On ne pourra pas éternellement repousser une action réelle pour l’éducation, l’éthique, la gouvernance du Web, le développement durable et créer les conditions favorables à une autorégulation. Ces questions toucheront tout le monde. Nous avons donc encore tous beaucoup de travail pour stimuler la prise de conscience. C’est très bien de penser au troisième âge et de chercher à réduire la fracture numérique chez les séniors, mais les digitals natives grandissent, ils agiront, ils travailleront et ils voteront (peut-être)…

La crise financière nous a fait progresser en Europe, avec la formation de l’Eurogroupe. Quand l’urgence de cette crise majeure sera traitée, on peut penser que la France n’en restera pas là.

C’est donc aujourd’hui qu’il faut penser à nos valeurs et aux nécessaires repères. C’est le message que nous portons dans l’association Les Humains Associés dont je suis secrétaire générale, nous qui sommes devenus des humanistes numériques à l’aube du Web.

NB :
Mike Dertouzos, directeur au MIT :  » Les trois premières révolutions socio-économiques ont été fondées sur des objets : la charrue pour l’agriculture, le moteur pour l’industrie et l’ordinateur pour l’information. Peut-être le temps est-il venu pour une quatrième révolution, dirigée non plus vers des objets, mais vers la compréhension de la plus précieuse ressource sur Terre : nous-mêmes.  »

A lire aussi chez Olivier Ezratti : « Faites-nous rêver Monsieur Besson !« , Jean-Michel Planche : « Plan numérique 2012 : le plan escargot ? »

1 commentaire sur “Plan numérique 2012 : La révolution numérique n’est pas qu’industrielle

  1. Bonjour Natasha,

    D’accord avec ton analyse sur cette lacune « sociétale » du plan 2012.

    Les tendances sociétales échappent encore plus à l’Etat que la perspective de créer une vision industrielle.

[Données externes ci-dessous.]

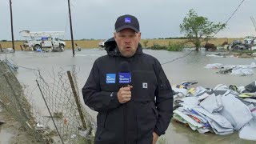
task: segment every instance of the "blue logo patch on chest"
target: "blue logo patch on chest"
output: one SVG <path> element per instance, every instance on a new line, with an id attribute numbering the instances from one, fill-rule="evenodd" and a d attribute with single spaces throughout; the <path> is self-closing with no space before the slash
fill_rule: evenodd
<path id="1" fill-rule="evenodd" d="M 119 83 L 130 83 L 130 73 L 119 73 Z"/>
<path id="2" fill-rule="evenodd" d="M 106 74 L 106 83 L 115 83 L 115 74 Z"/>

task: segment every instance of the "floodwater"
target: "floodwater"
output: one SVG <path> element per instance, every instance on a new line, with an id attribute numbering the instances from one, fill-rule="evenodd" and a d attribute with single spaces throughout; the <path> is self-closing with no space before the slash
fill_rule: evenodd
<path id="1" fill-rule="evenodd" d="M 10 62 L 20 66 L 39 69 L 50 73 L 53 69 L 71 70 L 75 66 L 78 70 L 78 85 L 81 90 L 88 78 L 94 60 L 106 53 L 100 49 L 82 49 L 82 51 L 75 53 L 75 57 L 73 57 L 71 50 L 60 53 L 17 51 L 15 54 L 8 54 L 6 57 Z M 189 55 L 184 58 L 162 65 L 162 68 L 172 85 L 180 84 L 182 82 L 197 82 L 198 83 L 194 86 L 202 86 L 203 87 L 214 88 L 218 84 L 235 85 L 238 86 L 246 86 L 256 80 L 256 74 L 250 76 L 224 75 L 216 74 L 217 70 L 204 68 L 210 63 L 250 65 L 251 62 L 256 62 L 256 60 L 252 58 L 207 57 L 206 56 L 206 54 L 217 54 L 217 52 L 206 52 L 204 50 L 199 52 L 169 52 L 166 50 L 144 50 L 144 53 L 154 56 L 159 60 L 160 63 L 170 62 L 190 53 Z M 5 57 L 5 54 L 0 54 L 2 60 Z M 256 72 L 255 70 L 254 71 Z M 16 73 L 16 76 L 22 83 L 30 87 L 30 90 L 37 86 L 35 82 L 36 76 L 34 70 L 20 67 Z M 34 97 L 37 96 L 34 95 Z M 38 94 L 38 97 L 41 97 L 40 94 Z M 42 103 L 43 103 L 42 102 L 38 102 L 38 105 L 42 105 Z M 45 106 L 42 106 L 45 108 Z M 95 112 L 89 110 L 89 113 L 92 114 L 93 118 L 96 118 Z M 240 139 L 238 133 L 226 136 L 219 136 L 210 133 L 202 134 L 173 121 L 162 138 L 165 143 L 168 144 L 255 142 Z"/>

Elles sont plus difficiles à appréhender et à transformer en action politique. Et c’est un terrain assez glissant.

    L’exemple de l’éducation est flagrant. Le numérique a changé la vie de tous, et en particulier des enfants et adolescents. Pour le meilleur (communication, interactivité, accès au savoir) comme pour le pire (temps passé dans les jeux vidéos, le messenger à longueur de journée, la difficulté de valider les informations du web, etc). Et pourtant, dans les innombrables réformes de l’éducation nationale de ces 10 dernières années, et dans celle du secondaire qui est en cours, on n’entend jamais parler des adaptations pédagogiques qui pourraient être induites par le numérique. On entend juste parler d’équipement matériel, comme du temps du plan « Informatique pour tous » de Fabius dans les années 80. Pourtant, une remise en cause et un aggiornamento des pratiques pédagogiques est indispensable. Pourquoi personne ne prend cela véritablement en charge à part quelques échelons peu entendus du Ministère de l’Education Nationale ?

    La question sociétale concerne le rôle des citoyens dans la démocratie (peu évoquée dans le plan 2012), les transformations (potentielles) du management et du salariat, la relations parents/enfants, les relations sociales en général, la relation au temps (que l’on maitrise de moins en moins, devenant quelque peu esclave de nos outils numériques, la disparition progressive de la séparation entre travail et le reste). Le numérique a transformé profondément et graduellement la société, ou tout du moins la société s’est transformée en s’appuyant sur les possibilités du numérique. Et comme pour de nombreuses transformations, le politique court après plus qu’il ne les accompagne. Il est prosaïquement marrant de constater que la présentation de lundi matin à l’Elysée n’était pas webcastée en direct. Un basique ailleurs. Par exemple, dans la campagne électorale américaine, passionnante, où tout est disponible en direct et en différé !

    Maintenant, il ne faut pas baisser pour autant les bras. C’est mon approche pour ce qui concerne l’entrepreneuriat, insuffisamment traité dans le plan 2012. C’est un travail de lobbying sur la durée. Il en va autant pour le sociétal. Avec une difficulté supplémentaire consistant à transformer des idées en plan d’action concret à la portée du politique et des administrations qu’ils dirigent.